Researching Foreclosed Properties

By: jamesklo
If you are just getting started in real estate you will need to learn how to minimize this risk before you can make any profit. One of the best ways to do this is to thoroughly research a property before you buy it. In traditional property sales this would be done through contact with the property owner and maybe a real estate agent, numerous inspections on the property, and a title search done before closing. All of these steps protect you as the buyer and ensure that there are no hidden problems with the property. If hidden problems do arise, you may even be able to secure compensation from the homeowner if he knew about potential problems and failed to disclose them to you.

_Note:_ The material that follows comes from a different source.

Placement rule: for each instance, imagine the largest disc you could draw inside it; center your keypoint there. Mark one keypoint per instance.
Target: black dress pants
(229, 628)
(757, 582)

When you buy foreclosed property, on the other hand, there will likely be no contact with the homeowner and it may be impossible to inspect the property at all. And since foreclosed properties are sold, as is, you will be stuck with any issues that arise after purchase and will even inherit any liens that are attached to the property. This means that you better do homework before purchasing the property.

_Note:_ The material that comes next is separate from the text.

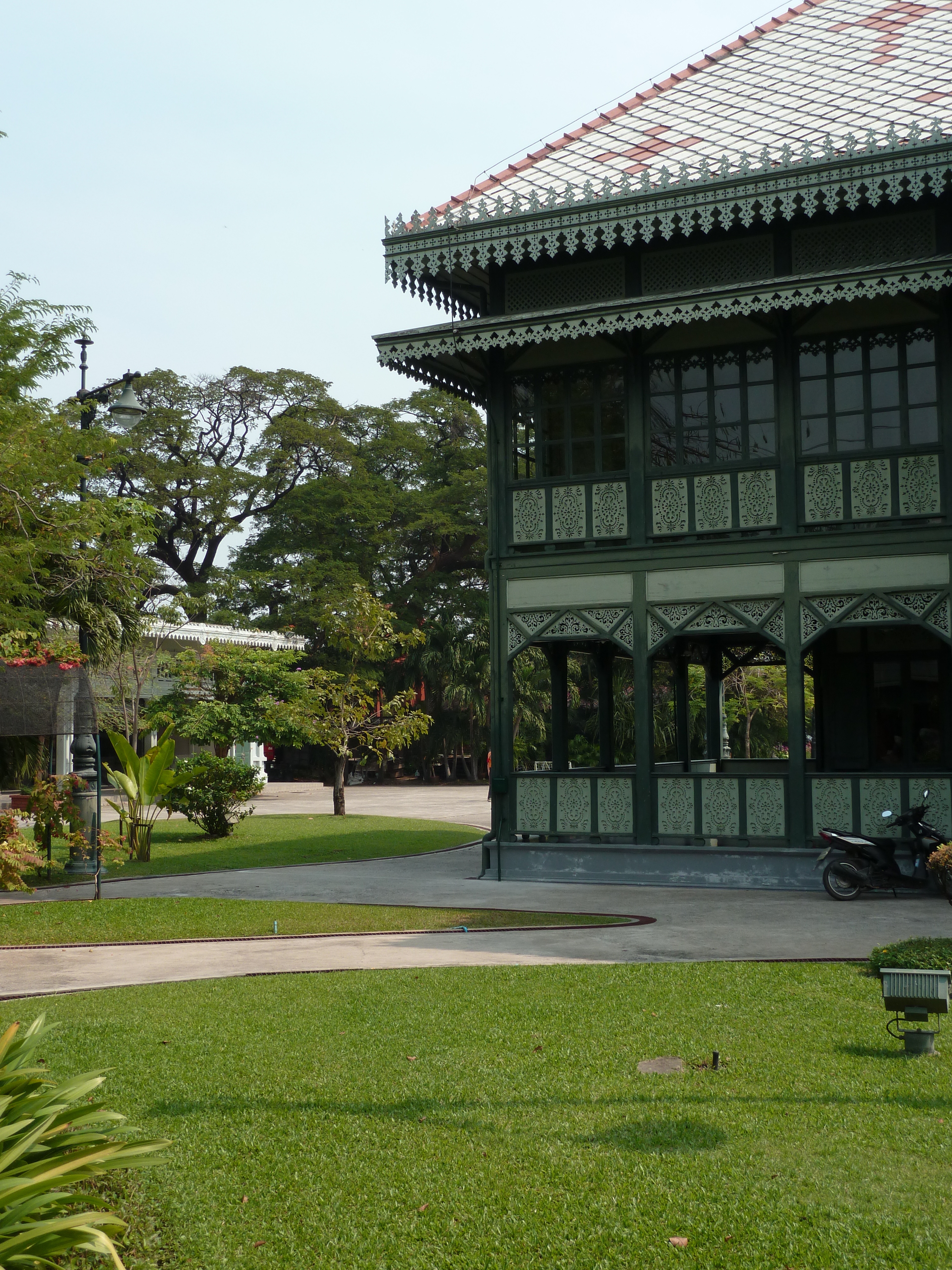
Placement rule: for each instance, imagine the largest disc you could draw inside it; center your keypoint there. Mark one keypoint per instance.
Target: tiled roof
(827, 69)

How to Research a Foreclosed Property

When an investor is first getting started in real estate, it is common to make mistakes. You will likely make mistakes also, but you will learn from them and become a better investor because of them. Regardless of how much you learn, though, mistakes cost money, money that will be subtracted from your profits. This is why its very important to do all that you can to avoid mistakes when buying foreclosed properties. Heres how.

Perform a title search to make sure that there are no liens on the property. If there are liens, you will be responsible for them upon taking possession of the property.
Determine the market value of the property through appraisal or broker opinion. Find out how much the defaulted loan is for and subtract it from the market value. This is your potential profit.
Subtract from your potential profit any repairs that need to be done and any liens that are on the property.
Subtract any expenses that you will incur while holding the property: taxes, loan interest, closing costs, and brokers commission.
Now you are left with your potential net profit. Figure up how much of it you are willing to sacrifice to increase your maximum bid price.
Set a maximum bid price and stick to it.

If the numbers dont add up or the potential profit doesnt seem worth the effort, the researched property is likely not a good investment property. But dont worry. If you keep looking and researching, you are bound to find the perfect real estate investment opportunity.